I briefly looked at your specifications. They seem to provide some very useful f...

kstenerud · on Nov 7, 2022

Hey thanks for taking the time to critique!

I actually do have an ANTLR file that is about 90% of the way there ( https://github.com/kstenerud/concise-encoding/tree/master/an... ), so I could use those as a basis...

One thing I'm not sure about is how to define a BNF rule that says for example: "An identifier is a series of characters from unicode categories Cf, L, M, N, and these specific symbol characters". BNF feels very ASCII-centric...

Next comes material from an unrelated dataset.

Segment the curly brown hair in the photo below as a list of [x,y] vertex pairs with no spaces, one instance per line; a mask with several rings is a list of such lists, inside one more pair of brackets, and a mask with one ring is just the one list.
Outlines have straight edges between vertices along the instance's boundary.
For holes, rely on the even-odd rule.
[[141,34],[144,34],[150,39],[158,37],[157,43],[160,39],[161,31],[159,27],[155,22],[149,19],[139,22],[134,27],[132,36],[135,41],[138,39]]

Archelaos · on Nov 7, 2022

Just base everything on Unicode code points.

I recommend the XML 1.0 (Fifth Edition) specification as an inspiration how to do it: https://www.w3.org/TR/xml

For example, it defines syntactically valid names (for XML tags, attribute names, etc.) as follows:

    [4] NameStartChar ::= ":" | [A-Z] | "_" | [a-z] | [#xC0-#xD6] | [#xD8-#xF6] | [#xF8-#x2FF] | [#x370-#x37D] | [#x37F-#x1FFF] | [#x200C-#x200D] | [#x2070-#x218F] | [#x2C00-#x2FEF] | [#x3001-#xD7FF] | [#xF900-#xFDCF] | [#xFDF0-#xFFFD] | [#x10000-#xEFFFF]

    [4a] NameChar ::= NameStartChar | "-" | "." | [0-9] | #xB7 | [#x0300-#x036F] | [#x203F-#x2040]
    
    [5] Name ::= NameStartChar (NameChar)*